We’re everywhere like a rash of adolescents with liver spots and more time on our hands. The over 60s are now the fastest growing section of society and the BBC have just announced that their average viewer is aged 61. But wait – where are all the over 60s presenters and news readers? Where are the oldies in dramas on TV dating, still holding down the day job and dancing in the kitchen to Ed Sheeran? And don’t even get me started on the lack of older women in those roles. OK so Mary Berry is the new pin up – hurrah and double hurrah, but on the whole age discrimination is alive and well. A survey this week revealed that almost half of the over 50s feel that they are overlooked for promotion, ignored in shops, and by other drivers or bartenders on a regular basis. The world is simply not keeping up with the fast changes amongst the older generation. The stereotypes are seriously out of date. We are no longer knitting nanas but more likely to be shopping in Zara and still at work well into our 60s, than at home watching Countdown, going to a whist drive or making tray bakes for the W.I. Get with the programme please everyone.
It’s weird isn’t it – getting old is the one thing that all of us will do (with luck) and yet it’s the one club no one actively wants to belong to. All of us are surely trainee old people – and yet even in our 50s and 60s many of us are in denial rather than in preparation for our last life phase when we will be less mobile and less independent than at any other time of our lives. Now that we are all potentially living so much longer (our life expectancy on average rises by 5 hours a day in the UK) we might all usefully think about how to make the last phase of our lives the best – when our hip replacements kick in and little by little most of the things we love doing are either exhausting, impractical or impossible and our friends start to fall of the perch one by one. Because being properly old is still no party for most of us. We – the Baby Boomers – are now entering that stage of our lives and for the generation that invented sex and drugs and rock and roll the transition is going to possibly be the cruelest.
There are genuinely things we can do to prepare for this last tricky phase of old age and I’m not talking about pensions, which since I am caught in the pensions gap, is a sore point, and in any case it’s all a bit late for that now I’d have to be stashing away tens of thousands every year to make up for the state pension being put back as far as it has been for me and my contemporaries. There were protests but honestly I can’t believe how long some of us are having to wait for the pensions that we assumed we were going to get at 60.
According to the very brilliant Sir Muir Gray who is a leading and distinguished physician on the effects of old age (amongst other things) and has written some fabulous books on ageing– ‘Sod 60’, ‘Sod 70’ and now ‘Sod Sitting get Moving’ – exercise is by far the best training we can do.

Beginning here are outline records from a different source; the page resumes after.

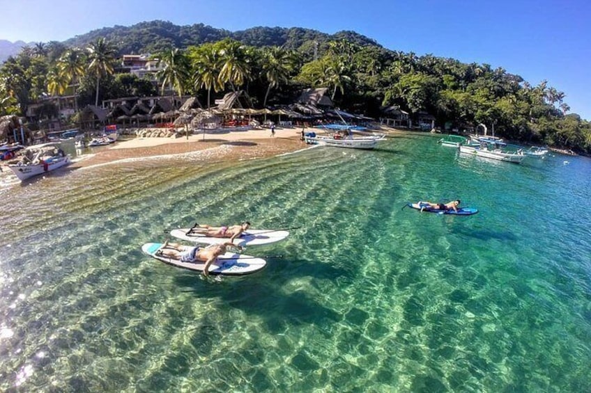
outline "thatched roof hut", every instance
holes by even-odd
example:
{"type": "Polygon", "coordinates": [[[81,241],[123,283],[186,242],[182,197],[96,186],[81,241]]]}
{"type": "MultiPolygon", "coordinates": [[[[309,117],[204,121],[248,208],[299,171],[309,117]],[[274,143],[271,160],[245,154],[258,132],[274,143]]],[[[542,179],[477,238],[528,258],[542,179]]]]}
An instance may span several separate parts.
{"type": "Polygon", "coordinates": [[[107,115],[107,117],[109,119],[116,119],[120,116],[129,116],[130,114],[130,109],[126,105],[119,104],[113,108],[109,114],[107,115]]]}
{"type": "Polygon", "coordinates": [[[193,117],[193,120],[191,120],[191,127],[203,128],[204,125],[208,123],[220,125],[222,123],[222,119],[211,111],[204,111],[193,117]]]}
{"type": "Polygon", "coordinates": [[[332,108],[335,106],[335,104],[330,97],[326,95],[328,91],[328,88],[305,89],[302,91],[302,94],[300,95],[296,102],[304,105],[332,108]]]}
{"type": "Polygon", "coordinates": [[[181,106],[178,110],[181,112],[188,112],[191,109],[197,108],[202,109],[203,106],[201,106],[201,102],[197,97],[191,97],[187,99],[187,101],[181,106]]]}
{"type": "Polygon", "coordinates": [[[129,114],[130,115],[147,115],[150,113],[150,108],[146,106],[143,102],[141,101],[138,101],[135,105],[132,106],[132,109],[130,110],[129,114]]]}
{"type": "Polygon", "coordinates": [[[105,123],[108,112],[100,106],[86,105],[80,112],[80,122],[83,127],[95,128],[97,123],[105,123]]]}
{"type": "Polygon", "coordinates": [[[250,97],[243,90],[237,91],[236,93],[230,92],[227,93],[222,99],[222,104],[217,106],[217,109],[222,111],[227,111],[233,108],[248,108],[252,106],[250,104],[250,97]]]}

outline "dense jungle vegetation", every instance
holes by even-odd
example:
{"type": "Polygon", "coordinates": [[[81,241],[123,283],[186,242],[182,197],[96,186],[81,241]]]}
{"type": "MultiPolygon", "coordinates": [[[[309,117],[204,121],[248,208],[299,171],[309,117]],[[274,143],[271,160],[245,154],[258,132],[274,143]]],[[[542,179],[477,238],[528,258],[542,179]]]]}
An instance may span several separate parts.
{"type": "MultiPolygon", "coordinates": [[[[204,106],[245,90],[257,108],[326,87],[337,106],[355,113],[378,118],[383,106],[426,111],[441,128],[483,123],[507,138],[591,153],[591,123],[569,113],[566,95],[546,81],[532,86],[502,67],[390,50],[353,31],[301,28],[230,32],[154,21],[39,42],[0,67],[0,115],[24,115],[44,97],[76,94],[82,108],[168,86],[197,95],[204,106]],[[158,86],[121,72],[118,58],[146,53],[163,66],[158,86]]],[[[54,106],[43,105],[38,117],[56,113],[54,106]]]]}

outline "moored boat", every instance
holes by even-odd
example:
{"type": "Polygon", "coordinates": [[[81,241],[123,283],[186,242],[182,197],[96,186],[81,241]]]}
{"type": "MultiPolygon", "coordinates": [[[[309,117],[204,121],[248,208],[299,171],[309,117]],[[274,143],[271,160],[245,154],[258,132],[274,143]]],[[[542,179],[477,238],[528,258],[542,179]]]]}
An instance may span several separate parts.
{"type": "Polygon", "coordinates": [[[339,133],[335,133],[332,136],[319,136],[316,135],[315,132],[307,132],[304,134],[304,141],[309,145],[321,145],[349,149],[374,149],[378,145],[378,143],[383,141],[385,138],[385,135],[384,134],[355,137],[352,134],[343,137],[339,133]]]}
{"type": "Polygon", "coordinates": [[[543,159],[546,157],[546,154],[548,154],[548,149],[546,147],[539,147],[537,146],[532,146],[527,150],[523,152],[530,157],[534,157],[536,159],[543,159]]]}
{"type": "Polygon", "coordinates": [[[441,143],[442,146],[451,146],[452,147],[457,147],[460,145],[465,145],[468,141],[468,138],[464,138],[463,136],[459,135],[452,135],[450,134],[447,136],[444,136],[441,139],[437,141],[438,143],[441,143]]]}
{"type": "Polygon", "coordinates": [[[21,180],[42,175],[70,163],[70,156],[54,143],[45,143],[26,147],[19,152],[16,160],[8,164],[21,180]]]}
{"type": "Polygon", "coordinates": [[[460,153],[477,156],[479,157],[484,157],[498,161],[506,162],[512,162],[514,163],[521,163],[525,155],[523,152],[521,153],[508,153],[501,152],[500,150],[487,150],[481,147],[473,146],[459,146],[460,153]]]}

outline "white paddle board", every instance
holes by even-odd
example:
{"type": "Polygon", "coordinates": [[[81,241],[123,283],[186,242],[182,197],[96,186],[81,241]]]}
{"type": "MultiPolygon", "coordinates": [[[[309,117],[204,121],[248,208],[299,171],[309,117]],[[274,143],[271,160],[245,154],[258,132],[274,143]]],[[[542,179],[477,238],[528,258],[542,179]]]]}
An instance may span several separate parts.
{"type": "MultiPolygon", "coordinates": [[[[165,264],[189,270],[203,271],[205,262],[182,262],[170,257],[157,255],[156,251],[160,250],[162,246],[160,243],[146,243],[141,246],[141,250],[165,264]]],[[[217,260],[209,266],[208,272],[210,274],[240,275],[259,271],[264,268],[267,262],[261,258],[226,252],[218,257],[217,260]]]]}
{"type": "MultiPolygon", "coordinates": [[[[203,244],[220,244],[230,241],[229,237],[210,237],[204,234],[190,232],[190,230],[191,228],[179,228],[170,231],[170,234],[177,239],[203,244]]],[[[289,236],[288,231],[248,230],[234,239],[234,244],[243,247],[269,244],[283,240],[288,236],[289,236]]]]}

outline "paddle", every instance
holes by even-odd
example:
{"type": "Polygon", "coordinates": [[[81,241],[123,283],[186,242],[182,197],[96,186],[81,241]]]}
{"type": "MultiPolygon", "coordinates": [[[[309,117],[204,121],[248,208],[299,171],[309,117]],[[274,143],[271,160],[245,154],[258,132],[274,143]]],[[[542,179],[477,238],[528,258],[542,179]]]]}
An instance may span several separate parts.
{"type": "Polygon", "coordinates": [[[243,235],[250,235],[250,236],[259,236],[259,234],[262,234],[263,233],[269,233],[269,232],[276,232],[279,231],[291,231],[293,230],[299,230],[302,227],[293,227],[291,228],[283,228],[280,230],[269,230],[268,231],[263,231],[261,232],[258,233],[248,233],[247,232],[244,232],[242,233],[243,235]]]}
{"type": "Polygon", "coordinates": [[[224,260],[224,259],[254,259],[259,258],[264,258],[266,259],[276,259],[279,258],[283,258],[283,255],[262,255],[261,257],[240,257],[239,258],[217,258],[217,260],[224,260]]]}

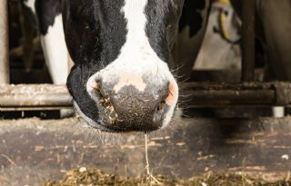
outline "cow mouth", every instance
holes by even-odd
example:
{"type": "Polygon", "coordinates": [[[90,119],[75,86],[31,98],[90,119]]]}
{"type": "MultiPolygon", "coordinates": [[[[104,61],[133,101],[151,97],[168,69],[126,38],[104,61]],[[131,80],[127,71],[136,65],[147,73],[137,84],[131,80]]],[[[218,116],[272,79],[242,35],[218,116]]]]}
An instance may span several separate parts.
{"type": "MultiPolygon", "coordinates": [[[[163,126],[164,119],[169,111],[169,105],[167,104],[167,99],[171,94],[170,90],[168,94],[162,97],[160,102],[156,105],[153,105],[151,114],[146,117],[143,115],[143,112],[136,111],[133,116],[131,115],[128,119],[128,113],[126,112],[116,112],[120,109],[120,105],[116,104],[114,100],[111,100],[110,96],[106,96],[108,93],[104,93],[102,84],[95,82],[94,87],[91,86],[92,92],[94,93],[94,100],[95,102],[98,110],[98,121],[94,121],[85,116],[80,109],[76,109],[76,113],[79,113],[79,118],[84,123],[89,127],[100,130],[102,132],[153,132],[159,130],[163,126]],[[141,115],[141,116],[140,116],[141,115]]],[[[126,102],[125,99],[120,102],[126,102]]],[[[150,100],[145,100],[145,103],[140,102],[140,104],[150,102],[150,100]]],[[[130,107],[130,104],[128,104],[130,107]]],[[[78,106],[75,106],[78,108],[78,106]]],[[[138,108],[137,108],[138,110],[138,108]]]]}

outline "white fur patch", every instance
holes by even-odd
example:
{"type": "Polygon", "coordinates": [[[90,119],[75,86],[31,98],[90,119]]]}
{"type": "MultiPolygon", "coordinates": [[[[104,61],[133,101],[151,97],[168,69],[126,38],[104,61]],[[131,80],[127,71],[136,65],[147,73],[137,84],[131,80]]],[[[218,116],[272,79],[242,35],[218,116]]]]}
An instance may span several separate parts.
{"type": "Polygon", "coordinates": [[[55,84],[65,84],[68,75],[68,54],[65,42],[62,15],[49,26],[47,34],[41,36],[46,65],[55,84]]]}
{"type": "Polygon", "coordinates": [[[24,2],[25,5],[29,7],[32,12],[34,13],[34,15],[36,15],[36,11],[35,11],[35,0],[27,0],[24,2]]]}
{"type": "MultiPolygon", "coordinates": [[[[121,85],[134,85],[137,90],[144,91],[144,81],[165,86],[170,82],[178,93],[176,82],[169,71],[166,63],[163,62],[151,47],[146,34],[146,15],[145,8],[147,0],[125,0],[121,12],[125,14],[127,22],[126,41],[123,45],[120,54],[105,69],[93,75],[87,83],[87,91],[92,91],[92,81],[102,77],[104,83],[112,83],[118,80],[115,87],[118,92],[121,85]],[[144,80],[144,81],[143,81],[144,80]]],[[[91,94],[91,93],[90,93],[91,94]]],[[[178,93],[174,98],[173,105],[164,120],[164,125],[168,124],[173,116],[178,93]]]]}

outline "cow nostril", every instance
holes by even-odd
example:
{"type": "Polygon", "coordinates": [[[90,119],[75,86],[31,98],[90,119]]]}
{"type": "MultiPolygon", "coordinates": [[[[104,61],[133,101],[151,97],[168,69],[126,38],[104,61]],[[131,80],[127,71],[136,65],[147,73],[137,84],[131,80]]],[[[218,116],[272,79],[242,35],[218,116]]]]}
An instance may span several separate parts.
{"type": "Polygon", "coordinates": [[[114,124],[116,122],[118,115],[110,101],[110,97],[105,96],[105,93],[102,89],[102,83],[98,81],[95,81],[95,91],[96,93],[99,106],[102,107],[105,114],[109,118],[110,123],[114,124]]]}

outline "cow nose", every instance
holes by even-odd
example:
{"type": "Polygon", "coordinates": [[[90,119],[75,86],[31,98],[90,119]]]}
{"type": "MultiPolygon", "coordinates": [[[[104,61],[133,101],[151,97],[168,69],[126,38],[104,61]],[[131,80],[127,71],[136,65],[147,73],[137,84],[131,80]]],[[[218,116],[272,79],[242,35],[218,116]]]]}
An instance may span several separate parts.
{"type": "Polygon", "coordinates": [[[146,83],[144,85],[118,85],[95,79],[94,99],[97,103],[101,122],[105,127],[120,132],[155,131],[163,125],[171,106],[171,83],[146,83]],[[140,88],[143,87],[143,88],[140,88]]]}

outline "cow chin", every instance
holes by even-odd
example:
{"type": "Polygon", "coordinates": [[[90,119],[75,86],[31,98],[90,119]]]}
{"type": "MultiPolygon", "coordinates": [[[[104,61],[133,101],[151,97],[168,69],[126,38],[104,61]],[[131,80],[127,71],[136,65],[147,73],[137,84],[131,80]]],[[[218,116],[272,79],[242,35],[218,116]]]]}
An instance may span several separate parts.
{"type": "Polygon", "coordinates": [[[150,132],[169,124],[178,97],[177,83],[172,74],[172,78],[166,76],[164,80],[159,77],[158,83],[145,79],[146,85],[144,87],[140,83],[135,84],[138,83],[136,81],[126,84],[120,78],[114,83],[107,83],[99,79],[98,74],[91,76],[86,85],[90,98],[85,99],[93,101],[95,109],[83,112],[80,107],[84,105],[78,105],[76,101],[74,103],[83,123],[107,132],[150,132]]]}
{"type": "Polygon", "coordinates": [[[100,103],[100,101],[98,102],[96,102],[96,106],[99,110],[98,120],[91,119],[84,113],[76,102],[74,102],[74,107],[77,118],[85,126],[105,132],[150,132],[163,129],[170,123],[176,108],[176,105],[168,106],[166,104],[164,108],[156,108],[153,113],[154,116],[149,114],[137,115],[137,113],[131,114],[133,112],[129,112],[129,114],[127,113],[120,115],[123,118],[128,117],[126,120],[119,120],[119,115],[115,113],[115,116],[116,118],[112,118],[112,115],[110,116],[106,113],[106,109],[103,108],[104,105],[100,103]]]}

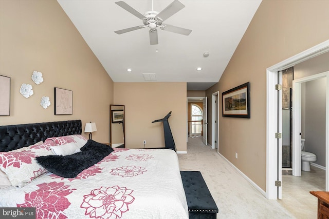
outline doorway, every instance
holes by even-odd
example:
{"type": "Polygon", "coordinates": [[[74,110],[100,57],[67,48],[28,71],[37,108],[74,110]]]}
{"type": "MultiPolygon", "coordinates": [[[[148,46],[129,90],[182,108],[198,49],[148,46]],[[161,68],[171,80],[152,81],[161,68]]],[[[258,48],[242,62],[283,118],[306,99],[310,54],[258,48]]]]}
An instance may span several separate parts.
{"type": "Polygon", "coordinates": [[[218,95],[220,92],[217,91],[212,94],[212,122],[211,123],[211,145],[213,149],[217,149],[217,152],[220,152],[220,148],[218,145],[219,124],[218,124],[218,117],[219,114],[218,95]]]}
{"type": "MultiPolygon", "coordinates": [[[[281,199],[282,197],[282,188],[280,186],[279,182],[282,181],[282,172],[281,169],[278,168],[281,164],[278,163],[278,161],[282,161],[282,154],[278,149],[282,148],[282,140],[277,138],[276,133],[282,131],[282,114],[278,113],[278,101],[282,97],[282,93],[278,92],[275,89],[277,84],[278,72],[283,69],[286,69],[294,66],[298,63],[302,63],[308,59],[318,55],[329,51],[329,40],[325,41],[314,47],[304,51],[295,56],[289,58],[276,65],[275,65],[266,69],[266,198],[270,200],[281,199]],[[280,171],[279,171],[280,169],[280,171]]],[[[282,75],[281,77],[282,79],[282,75]]],[[[296,93],[294,92],[294,93],[296,93]]],[[[329,97],[328,89],[327,89],[327,99],[329,97]]],[[[327,102],[329,102],[327,101],[327,102]]],[[[327,103],[327,109],[329,109],[329,106],[327,103]]],[[[294,107],[293,107],[294,108],[294,107]]],[[[326,127],[327,130],[329,130],[329,113],[327,110],[326,115],[326,127]]],[[[294,130],[293,132],[295,133],[294,130]]],[[[328,147],[328,132],[326,132],[326,147],[328,147]]],[[[293,135],[293,142],[294,150],[296,150],[295,147],[297,144],[295,139],[295,134],[293,135]]],[[[296,151],[294,151],[296,152],[296,151]]],[[[293,159],[296,159],[296,156],[293,155],[293,159]]],[[[300,157],[300,151],[299,151],[299,157],[300,157]]],[[[328,159],[326,161],[327,166],[328,159]]],[[[294,165],[293,165],[294,166],[294,165]]],[[[296,167],[297,168],[297,167],[296,167]]],[[[326,171],[328,171],[326,168],[326,171]]],[[[326,173],[326,178],[328,177],[329,174],[326,173]]],[[[329,182],[326,180],[326,184],[329,182]]],[[[327,190],[328,186],[326,185],[326,190],[327,190]]]]}

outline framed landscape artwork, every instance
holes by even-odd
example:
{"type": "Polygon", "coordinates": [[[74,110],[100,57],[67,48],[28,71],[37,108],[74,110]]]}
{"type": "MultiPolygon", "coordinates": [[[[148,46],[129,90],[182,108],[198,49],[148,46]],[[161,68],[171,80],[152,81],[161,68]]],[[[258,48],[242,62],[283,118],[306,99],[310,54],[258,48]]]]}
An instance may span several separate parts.
{"type": "Polygon", "coordinates": [[[65,89],[54,88],[55,115],[73,114],[73,91],[65,89]]]}
{"type": "Polygon", "coordinates": [[[250,117],[249,82],[223,92],[222,99],[223,116],[250,117]]]}

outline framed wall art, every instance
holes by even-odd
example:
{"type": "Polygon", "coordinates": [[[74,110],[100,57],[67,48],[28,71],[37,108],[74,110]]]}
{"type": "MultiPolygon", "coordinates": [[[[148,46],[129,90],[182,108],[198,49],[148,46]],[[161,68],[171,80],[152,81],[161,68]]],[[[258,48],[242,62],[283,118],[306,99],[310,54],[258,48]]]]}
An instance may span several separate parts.
{"type": "Polygon", "coordinates": [[[123,119],[123,110],[114,110],[112,111],[112,123],[120,123],[123,119]]]}
{"type": "Polygon", "coordinates": [[[10,77],[0,75],[0,115],[10,115],[10,77]]]}
{"type": "Polygon", "coordinates": [[[250,117],[249,82],[223,92],[222,99],[223,116],[250,117]]]}
{"type": "Polygon", "coordinates": [[[54,88],[55,115],[73,114],[73,91],[54,88]]]}

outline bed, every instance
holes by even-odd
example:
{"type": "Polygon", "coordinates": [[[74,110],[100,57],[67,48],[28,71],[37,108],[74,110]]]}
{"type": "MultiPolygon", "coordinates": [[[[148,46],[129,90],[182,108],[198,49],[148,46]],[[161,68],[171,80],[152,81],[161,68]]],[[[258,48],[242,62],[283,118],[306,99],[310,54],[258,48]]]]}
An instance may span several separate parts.
{"type": "MultiPolygon", "coordinates": [[[[0,180],[7,176],[12,184],[0,189],[0,207],[35,207],[37,218],[189,217],[174,150],[112,149],[81,134],[80,120],[0,126],[0,180]],[[80,152],[53,155],[54,150],[66,152],[77,145],[80,152]],[[96,157],[104,151],[108,155],[74,176],[65,167],[53,171],[38,163],[45,158],[51,166],[58,164],[53,158],[64,161],[84,152],[96,157]],[[20,161],[12,158],[14,152],[20,161]]],[[[71,163],[84,165],[79,162],[71,163]]]]}

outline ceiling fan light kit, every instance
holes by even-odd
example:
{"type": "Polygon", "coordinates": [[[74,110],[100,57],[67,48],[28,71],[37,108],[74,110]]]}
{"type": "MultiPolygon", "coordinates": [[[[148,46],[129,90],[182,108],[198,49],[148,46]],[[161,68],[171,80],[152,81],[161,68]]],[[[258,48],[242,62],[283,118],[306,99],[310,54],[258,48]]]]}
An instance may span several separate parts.
{"type": "Polygon", "coordinates": [[[188,29],[162,24],[163,21],[173,15],[185,7],[185,6],[178,0],[174,0],[174,2],[171,3],[164,9],[160,12],[153,10],[153,1],[152,0],[152,10],[147,11],[144,14],[142,14],[123,1],[116,2],[115,4],[141,19],[143,24],[143,25],[139,25],[114,31],[115,33],[118,34],[121,34],[122,33],[149,27],[150,28],[150,31],[149,31],[150,35],[150,44],[153,45],[157,45],[158,44],[158,27],[160,28],[160,29],[162,30],[166,30],[187,36],[190,35],[190,33],[192,32],[192,30],[189,30],[188,29]]]}

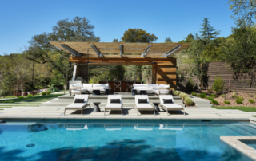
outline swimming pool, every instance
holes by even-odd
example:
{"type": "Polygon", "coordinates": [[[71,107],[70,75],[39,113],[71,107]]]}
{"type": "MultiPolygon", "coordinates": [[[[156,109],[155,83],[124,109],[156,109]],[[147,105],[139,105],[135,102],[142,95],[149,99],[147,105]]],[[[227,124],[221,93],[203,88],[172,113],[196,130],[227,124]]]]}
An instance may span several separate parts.
{"type": "Polygon", "coordinates": [[[255,135],[248,122],[7,122],[0,160],[251,160],[220,136],[255,135]]]}

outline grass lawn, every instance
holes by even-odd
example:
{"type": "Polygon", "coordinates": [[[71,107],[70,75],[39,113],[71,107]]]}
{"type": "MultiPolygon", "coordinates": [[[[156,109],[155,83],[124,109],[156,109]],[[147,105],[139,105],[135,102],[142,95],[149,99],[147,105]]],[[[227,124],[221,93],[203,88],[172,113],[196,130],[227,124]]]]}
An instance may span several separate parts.
{"type": "Polygon", "coordinates": [[[214,107],[213,108],[216,109],[238,109],[243,112],[256,112],[256,107],[239,107],[239,106],[234,106],[234,107],[214,107]]]}
{"type": "Polygon", "coordinates": [[[10,108],[14,106],[38,107],[42,104],[42,102],[47,102],[50,100],[57,98],[62,95],[63,94],[51,94],[46,96],[34,96],[32,97],[0,100],[0,108],[10,108]]]}

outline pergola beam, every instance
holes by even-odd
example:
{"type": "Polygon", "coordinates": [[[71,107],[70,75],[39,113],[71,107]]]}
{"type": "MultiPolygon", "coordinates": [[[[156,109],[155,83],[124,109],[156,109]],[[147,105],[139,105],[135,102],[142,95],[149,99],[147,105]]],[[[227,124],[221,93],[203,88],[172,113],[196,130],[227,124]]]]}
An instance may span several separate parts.
{"type": "Polygon", "coordinates": [[[145,51],[143,52],[143,53],[142,53],[141,57],[145,57],[146,55],[146,53],[150,49],[152,45],[149,45],[146,49],[145,49],[145,51]]]}
{"type": "Polygon", "coordinates": [[[161,56],[160,57],[166,57],[169,55],[174,53],[177,49],[178,49],[180,47],[182,46],[182,45],[178,45],[177,46],[175,46],[174,48],[173,48],[171,50],[166,52],[165,54],[163,54],[162,56],[161,56]]]}
{"type": "Polygon", "coordinates": [[[77,56],[77,57],[82,57],[82,56],[79,52],[77,52],[76,50],[73,49],[72,48],[70,48],[70,46],[68,46],[68,45],[66,45],[65,44],[61,44],[61,46],[62,48],[64,48],[65,49],[66,49],[67,51],[70,52],[73,56],[77,56]]]}
{"type": "Polygon", "coordinates": [[[123,54],[123,45],[122,45],[122,44],[119,45],[119,49],[120,49],[120,57],[122,57],[122,54],[123,54]]]}
{"type": "Polygon", "coordinates": [[[98,57],[104,57],[102,53],[96,48],[96,46],[93,44],[90,44],[90,47],[94,50],[98,57]]]}

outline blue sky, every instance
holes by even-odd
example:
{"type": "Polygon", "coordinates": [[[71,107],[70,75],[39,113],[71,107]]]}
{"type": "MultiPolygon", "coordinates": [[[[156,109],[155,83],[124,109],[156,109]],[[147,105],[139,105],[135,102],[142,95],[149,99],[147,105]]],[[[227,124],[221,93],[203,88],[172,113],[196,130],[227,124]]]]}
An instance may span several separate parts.
{"type": "Polygon", "coordinates": [[[51,32],[58,21],[75,16],[90,21],[101,42],[120,40],[129,28],[154,33],[156,42],[166,37],[179,41],[198,33],[203,18],[227,37],[235,26],[228,9],[227,0],[1,0],[0,54],[19,53],[32,36],[51,32]]]}

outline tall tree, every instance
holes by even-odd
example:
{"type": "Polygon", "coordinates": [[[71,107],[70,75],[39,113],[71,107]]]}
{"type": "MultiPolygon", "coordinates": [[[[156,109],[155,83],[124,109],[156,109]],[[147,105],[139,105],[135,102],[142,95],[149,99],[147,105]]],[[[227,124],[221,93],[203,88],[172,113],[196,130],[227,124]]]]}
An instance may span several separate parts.
{"type": "Polygon", "coordinates": [[[172,42],[172,41],[171,41],[170,37],[166,37],[165,42],[170,43],[170,42],[172,42]]]}
{"type": "Polygon", "coordinates": [[[229,0],[230,10],[238,25],[253,26],[256,18],[256,0],[229,0]]]}
{"type": "Polygon", "coordinates": [[[121,38],[123,42],[154,42],[158,37],[141,29],[128,29],[121,38]]]}
{"type": "Polygon", "coordinates": [[[26,51],[26,57],[36,63],[48,63],[52,69],[58,70],[65,77],[66,84],[72,77],[74,65],[69,65],[70,53],[61,50],[50,44],[50,41],[95,41],[100,38],[96,37],[93,29],[94,26],[85,17],[75,17],[60,20],[53,27],[51,33],[35,35],[29,41],[30,46],[26,51]]]}

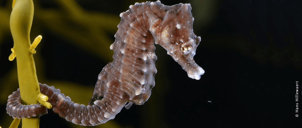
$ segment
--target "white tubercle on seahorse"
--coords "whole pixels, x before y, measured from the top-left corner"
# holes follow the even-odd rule
[[[113,61],[99,75],[88,105],[75,103],[53,86],[40,84],[41,93],[49,98],[53,111],[66,120],[80,125],[97,125],[114,119],[124,106],[129,109],[133,103],[141,105],[147,101],[157,72],[154,43],[166,49],[190,78],[199,80],[204,73],[193,59],[201,38],[193,32],[190,4],[167,6],[158,1],[137,3],[130,8],[120,15],[115,41],[110,47],[114,51]],[[17,106],[27,110],[29,107],[21,104],[19,92],[13,94],[9,97],[6,108],[13,117],[47,113],[40,105],[30,106],[40,109],[35,111],[37,113],[16,112],[20,109]]]

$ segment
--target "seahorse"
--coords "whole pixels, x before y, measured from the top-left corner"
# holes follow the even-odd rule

When he says exercise he means serious stuff in serious amounts. Men, he says, should be doing at least the number of press-ups per day as their age, women should ideally do weightlifting and he recommends upping your exercise every year. The older you get the more activity you need to do in order to hold back the effects of ageing, or even reverse them.
The biggest danger for older people health wise is not tripping over in the snow, or catching the flu but sitting down. And we all know how much the old like a nice sit down and a cup of tea. The worst thing you can do for an older person therefore is to offer them a seat on the tube or treat them to a nice run out to a Toby carvery. Exercise he says is the wonder drug to combat the effects of ageing. This is the training we need to be doing. It’s not easy, and I for one now look like I am raising the alarm rather than jogging if I run round the block, and my cycling trousers with undercarriage nappy mean that I very much hope that my new found invisibility as an older woman does actually kick in. Alas I invariably meet everyone I know in Waitrose on such occasions. Such is life.
Exercise then is what we need to do, and maybe we trainee oldies in our 60s and 70s need to make this happen for the people who are housebound and in care homes. If there was one health campaign worth doing it might be for us all to take over church halls and run exercise classes for the old. It’s happening in Denmark already wouldn’t you know. ‘The Move it or Lose it’ movement with classes for seated exercise is a brilliant initiative too. And maybe for us the 60 somethings it’s win win as we will be getting fitter at the same time.